Thread: partitioning os swap data log tempdb
Hi, we want to migrate from MS SQL Server (windows2000) to PostgreSQL (Linux) :-)) and we want to use the old MSSQL Hardware. Dual Pentium III 800 1 GB RAM 2 IDE 10 GB 2 RAID Controller (RAID 0,1 aviable) with 2 9GB SCSI HDD 1 RAID Controller (RAID 0,1,5 aviable) with 3 18GB SCSI HDD The configuration for MS-SQL was this: OS on the 2 IDE Harddisks with Software-RAID1 SQL-Data on RAID-Controller with RAID-5 (3 x 18GB SCSI Harddisks) SQL-TempDB on RAID-Controller with RAID-1 (2 x 9GB SCSI Harddisk) SQL-TransactionLog on RAID-Controller with RAID-1 (2 x 9GB SCSI Harddisk) Can i make a similar configuration with PostgreSQL? Or what is the prefered fragmentation for operatingsystem, swap-partition, data, indexes, tempdb and transactionlog? What is pg_xlog and how important is it? What ist the prefered filesystem (ext2, ext3 or raiserfs)? We want to use about 20 databases with varios size from 5 MB to 500MB per database and more selects than inserts (insert/select ratio about 1/10) for fast webaccess. Thank you for your hints! Bye, Mario
On 24 Feb 2003 at 10:52, Schaefer, Mario wrote: > Hi, > > we want to migrate from MS SQL Server (windows2000) > to PostgreSQL (Linux) :-)) > and we want to use the old MSSQL Hardware. > > Dual Pentium III 800 > 1 GB RAM > 2 IDE 10 GB > 2 RAID Controller (RAID 0,1 aviable) with 2 9GB SCSI HDD > 1 RAID Controller (RAID 0,1,5 aviable) with 3 18GB SCSI HDD > > The configuration for MS-SQL was this: > OS on the 2 IDE Harddisks with Software-RAID1 > SQL-Data on RAID-Controller with RAID-5 (3 x 18GB SCSI Harddisks) > SQL-TempDB on RAID-Controller with RAID-1 (2 x 9GB SCSI Harddisk) > SQL-TransactionLog on RAID-Controller with RAID-1 (2 x 9GB SCSI Harddisk) > > Can i make a similar configuration with PostgreSQL? > Or what is the prefered fragmentation for > operatingsystem, swap-partition, data, indexes, tempdb and transactionlog? Hmm.. You can put your OS on IDE and databases on 3x18GB SCSI. Postgresql can not split data/indexes/tempdb etc. So they will be on one drive. You don't have much of a choice here. > What is pg_xlog and how important is it? It is transaction log. It is hit every now and then for insert/update/deletes. Symlinking it to a separate drive would be a great performance boost. Put it on the other SCSI disk. AFAIK, it is a single file. I suggest you put WAL and xlog on other 2x9GB SCSI drive. You need to shut down postgresql after schema creation and symlink the necessary files by hand. If postgresql ever recreates these files/directories by hand, it will drop the symlinks and recreate the files. In that case you need to redo the exercise of symlinkg. > What ist the prefered filesystem (ext2, ext3 or raiserfs)? reiserfs or XFS. > We want to use about 20 databases with varios size from 5 MB to 500MB per > database > and more selects than inserts (insert/select ratio about 1/10) for fast > webaccess. shouldn't be a problem. Tune shared_buffers around 150-250MB. Beef up FSM entries, sort mem and vacuum regularly. HTH Bye Shridhar -- Slous' Contention: If you do a job too well, you'll get stuck with it.

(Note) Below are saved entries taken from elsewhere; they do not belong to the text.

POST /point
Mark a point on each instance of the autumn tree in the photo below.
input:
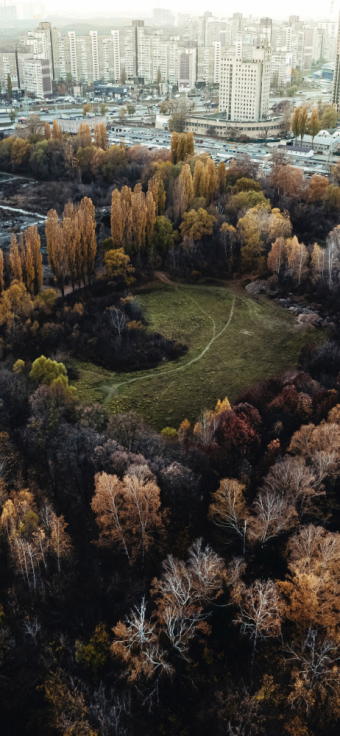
(316, 188)
(276, 256)
(72, 240)
(128, 513)
(183, 192)
(196, 224)
(221, 177)
(312, 587)
(315, 675)
(331, 198)
(190, 145)
(291, 478)
(320, 447)
(209, 180)
(314, 125)
(84, 135)
(14, 259)
(156, 187)
(332, 256)
(297, 259)
(318, 262)
(117, 224)
(300, 121)
(1, 271)
(48, 372)
(287, 180)
(118, 264)
(174, 146)
(137, 220)
(56, 249)
(150, 218)
(88, 241)
(57, 132)
(100, 136)
(228, 238)
(329, 117)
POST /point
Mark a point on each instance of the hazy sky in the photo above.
(307, 10)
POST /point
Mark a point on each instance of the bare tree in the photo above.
(273, 516)
(260, 611)
(137, 645)
(110, 712)
(117, 319)
(229, 510)
(291, 479)
(315, 671)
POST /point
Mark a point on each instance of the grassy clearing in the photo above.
(234, 341)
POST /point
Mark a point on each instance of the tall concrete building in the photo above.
(205, 64)
(44, 43)
(245, 84)
(281, 69)
(336, 79)
(162, 17)
(187, 60)
(36, 77)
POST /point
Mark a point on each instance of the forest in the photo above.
(186, 581)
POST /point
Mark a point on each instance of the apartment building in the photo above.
(336, 80)
(11, 63)
(245, 85)
(281, 69)
(205, 64)
(109, 57)
(44, 43)
(187, 60)
(36, 77)
(162, 17)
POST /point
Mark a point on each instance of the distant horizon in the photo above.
(307, 12)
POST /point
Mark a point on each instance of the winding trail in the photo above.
(111, 390)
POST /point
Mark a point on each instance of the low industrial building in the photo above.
(218, 125)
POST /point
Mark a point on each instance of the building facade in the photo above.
(245, 85)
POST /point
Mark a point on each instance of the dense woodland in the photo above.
(187, 582)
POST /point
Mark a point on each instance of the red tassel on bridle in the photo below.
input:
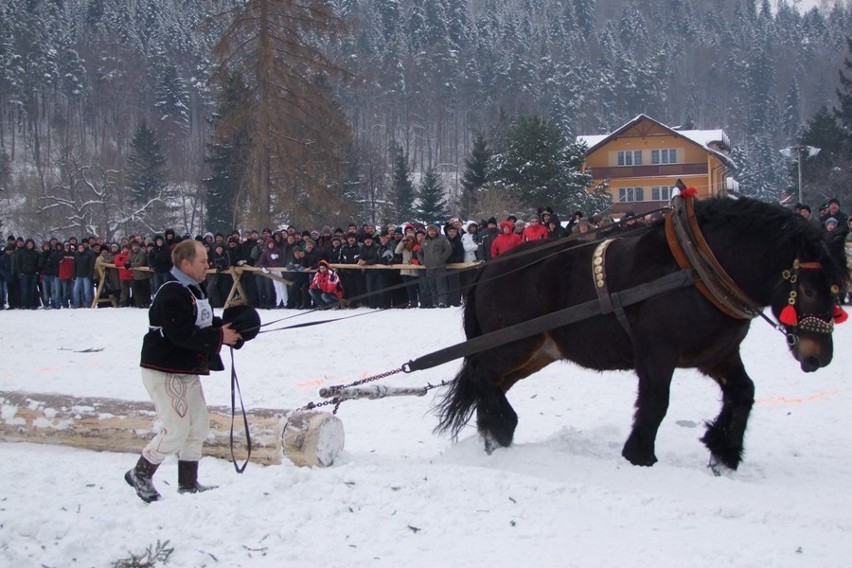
(788, 316)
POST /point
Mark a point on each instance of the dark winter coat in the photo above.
(219, 261)
(84, 264)
(5, 266)
(333, 254)
(139, 259)
(433, 253)
(174, 343)
(26, 261)
(457, 255)
(50, 262)
(160, 259)
(66, 266)
(350, 254)
(371, 254)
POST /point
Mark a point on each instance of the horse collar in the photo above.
(608, 303)
(790, 317)
(691, 251)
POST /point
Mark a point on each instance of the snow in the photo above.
(399, 495)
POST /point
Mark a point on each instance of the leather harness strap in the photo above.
(691, 250)
(608, 303)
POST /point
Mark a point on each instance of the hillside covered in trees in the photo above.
(123, 115)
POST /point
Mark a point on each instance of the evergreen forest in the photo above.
(119, 116)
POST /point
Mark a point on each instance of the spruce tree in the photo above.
(146, 166)
(542, 169)
(226, 155)
(432, 201)
(402, 187)
(475, 174)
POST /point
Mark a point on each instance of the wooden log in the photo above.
(105, 424)
(371, 392)
(313, 438)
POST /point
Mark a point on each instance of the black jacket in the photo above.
(160, 259)
(174, 344)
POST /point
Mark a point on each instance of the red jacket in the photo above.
(328, 283)
(120, 260)
(535, 232)
(504, 242)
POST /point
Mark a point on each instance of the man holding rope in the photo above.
(183, 342)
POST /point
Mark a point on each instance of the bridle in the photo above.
(790, 316)
(691, 251)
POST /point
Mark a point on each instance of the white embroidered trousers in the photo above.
(182, 412)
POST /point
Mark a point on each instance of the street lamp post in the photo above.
(798, 153)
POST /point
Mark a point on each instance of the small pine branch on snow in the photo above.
(153, 556)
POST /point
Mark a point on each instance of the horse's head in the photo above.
(806, 304)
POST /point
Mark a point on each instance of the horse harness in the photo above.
(693, 254)
(691, 250)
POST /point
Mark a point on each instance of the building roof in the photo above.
(704, 138)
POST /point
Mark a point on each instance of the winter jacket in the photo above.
(333, 254)
(50, 262)
(407, 254)
(328, 283)
(434, 252)
(486, 242)
(67, 268)
(535, 232)
(121, 260)
(5, 267)
(174, 343)
(139, 259)
(219, 261)
(271, 257)
(470, 246)
(26, 261)
(505, 241)
(160, 259)
(371, 254)
(84, 264)
(458, 249)
(350, 254)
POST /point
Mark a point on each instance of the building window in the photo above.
(668, 156)
(631, 194)
(661, 193)
(630, 158)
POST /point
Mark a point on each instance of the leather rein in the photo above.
(691, 251)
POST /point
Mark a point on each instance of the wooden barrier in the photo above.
(237, 295)
(106, 424)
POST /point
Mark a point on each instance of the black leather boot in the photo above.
(140, 478)
(188, 478)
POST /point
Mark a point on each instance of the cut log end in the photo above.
(312, 439)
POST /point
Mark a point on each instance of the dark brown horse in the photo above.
(776, 258)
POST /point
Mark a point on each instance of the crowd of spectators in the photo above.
(300, 269)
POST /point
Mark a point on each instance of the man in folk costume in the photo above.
(326, 287)
(183, 341)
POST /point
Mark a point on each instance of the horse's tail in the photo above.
(460, 401)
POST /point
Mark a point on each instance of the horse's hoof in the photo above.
(490, 444)
(636, 457)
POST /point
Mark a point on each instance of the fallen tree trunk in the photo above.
(106, 424)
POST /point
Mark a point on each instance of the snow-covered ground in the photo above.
(400, 496)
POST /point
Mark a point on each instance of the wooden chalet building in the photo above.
(641, 161)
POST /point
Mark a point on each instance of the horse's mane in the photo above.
(753, 218)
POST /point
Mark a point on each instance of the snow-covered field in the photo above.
(400, 496)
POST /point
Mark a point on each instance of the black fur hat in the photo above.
(243, 319)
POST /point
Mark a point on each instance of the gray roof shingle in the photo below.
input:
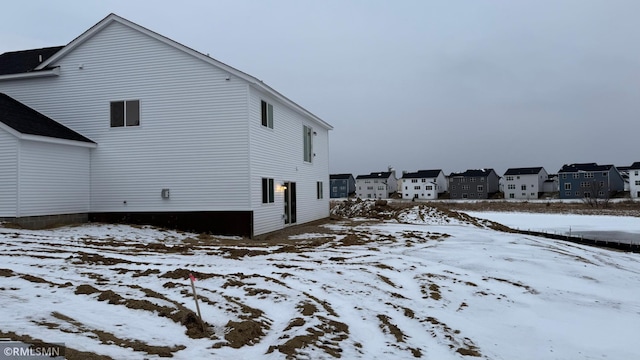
(17, 62)
(26, 120)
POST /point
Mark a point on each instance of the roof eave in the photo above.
(53, 140)
(233, 71)
(31, 74)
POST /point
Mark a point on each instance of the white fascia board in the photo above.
(31, 75)
(52, 140)
(10, 130)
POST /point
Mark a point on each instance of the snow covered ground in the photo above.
(625, 228)
(429, 285)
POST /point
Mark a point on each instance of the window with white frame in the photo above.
(125, 113)
(307, 134)
(267, 190)
(266, 111)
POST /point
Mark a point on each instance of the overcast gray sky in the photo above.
(414, 84)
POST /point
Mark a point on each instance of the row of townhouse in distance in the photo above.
(574, 181)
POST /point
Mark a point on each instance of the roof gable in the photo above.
(376, 175)
(254, 82)
(17, 62)
(340, 176)
(474, 173)
(584, 167)
(422, 174)
(523, 171)
(26, 120)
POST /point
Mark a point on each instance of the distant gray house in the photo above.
(423, 184)
(377, 185)
(342, 185)
(524, 183)
(578, 181)
(634, 180)
(474, 184)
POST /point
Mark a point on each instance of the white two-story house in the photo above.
(155, 132)
(423, 184)
(524, 183)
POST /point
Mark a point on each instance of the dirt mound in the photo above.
(247, 332)
(404, 212)
(377, 209)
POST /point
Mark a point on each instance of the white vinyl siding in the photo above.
(54, 179)
(276, 154)
(200, 133)
(8, 174)
(192, 138)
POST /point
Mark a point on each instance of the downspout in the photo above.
(18, 169)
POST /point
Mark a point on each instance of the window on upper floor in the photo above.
(125, 113)
(307, 135)
(266, 114)
(267, 191)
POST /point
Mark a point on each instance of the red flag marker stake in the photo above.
(195, 297)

On Mon, Feb 24, 2003 at 10:52:55AM +0100, Schaefer, Mario wrote: > Can i make a similar configuration with PostgreSQL? Sort of. PostgreSQL currently does not have a convenient way to specify where this or that part of the database lives. As a result, your best bet is to use RAID 1+0 for the data area, and get the speed that way. If you must do it without more hardware, however, you can manually move some files to other drives and symlink them. You _must_ do this while offline, and if the file grows above 1G, the advantage will be lost. It is nevertheless a good idea to put your OS, data directory, and write head log (WAL) on separate disks. Also, you should make sure your PostgreSQL logs don't interfere with the database I/O (the OS disk is probably a good place for them, but make sure you use some sort of log rotator. Syslog is helpful here). > What is pg_xlog and how important is it? It's the write ahead log. Put it on a separate RAID. > What ist the prefered filesystem (ext2, ext3 or raiserfs)? Certainly ext2 is not crash-safe. There've been some reports of corruption under reiserfs, but I've never had it happen. There have been complaints about performance with ext3. You might want to investigate XFS, as it was designed for this sort of task. > We want to use about 20 databases with varios size from 5 MB to 500MB per > database > and more selects than inserts (insert/select ratio about 1/10) for fast > webaccess. The WAL is less critical in this case, because it is only extended when you change the data, not when you select. A -- ---- Andrew Sullivan 204-4141 Yonge Street Liberty RMS Toronto, Ontario Canada <andrew@libertyrms.info> M2P 2A8 +1 416 646 3304 x110
On Mon, 24 Feb 2003, Schaefer, Mario wrote: > Hi, > > we want to migrate from MS SQL Server (windows2000) > to PostgreSQL (Linux) :-)) > and we want to use the old MSSQL Hardware. > > Dual Pentium III 800 > 1 GB RAM > 2 IDE 10 GB > 2 RAID Controller (RAID 0,1 aviable) with 2 9GB SCSI HDD > 1 RAID Controller (RAID 0,1,5 aviable) with 3 18GB SCSI HDD > > The configuration for MS-SQL was this: > OS on the 2 IDE Harddisks with Software-RAID1 > SQL-Data on RAID-Controller with RAID-5 (3 x 18GB SCSI Harddisks) > SQL-TempDB on RAID-Controller with RAID-1 (2 x 9GB SCSI Harddisk) > SQL-TransactionLog on RAID-Controller with RAID-1 (2 x 9GB SCSI Harddisk) > > Can i make a similar configuration with PostgreSQL? > Or what is the prefered fragmentation for > operatingsystem, swap-partition, data, indexes, tempdb and transactionlog? > > What is pg_xlog and how important is it? > > What ist the prefered filesystem (ext2, ext3 or raiserfs)? > > We want to use about 20 databases with varios size from 5 MB to 500MB per > database > and more selects than inserts (insert/select ratio about 1/10) for fast > webaccess. With that ratio of writers to readers, you may find a big RAID5 works as well as anything. Also, you don't mention what RAID controllers you're using. If they're real low end stuff like adaptec 133s, then you're better off just using them as straight scsi cards under linux and letting the kernel do the work. Can you create RAID arrays across multiple RAID cards on that setup? if so, a big RAID-5 with 4 9 gigs and 3 more 9 gigs from the other 3 drives might be your fastest storage. That's 36 gigs of storage across 7 spindles, which means good parallel read access. How many simo users are you expecting?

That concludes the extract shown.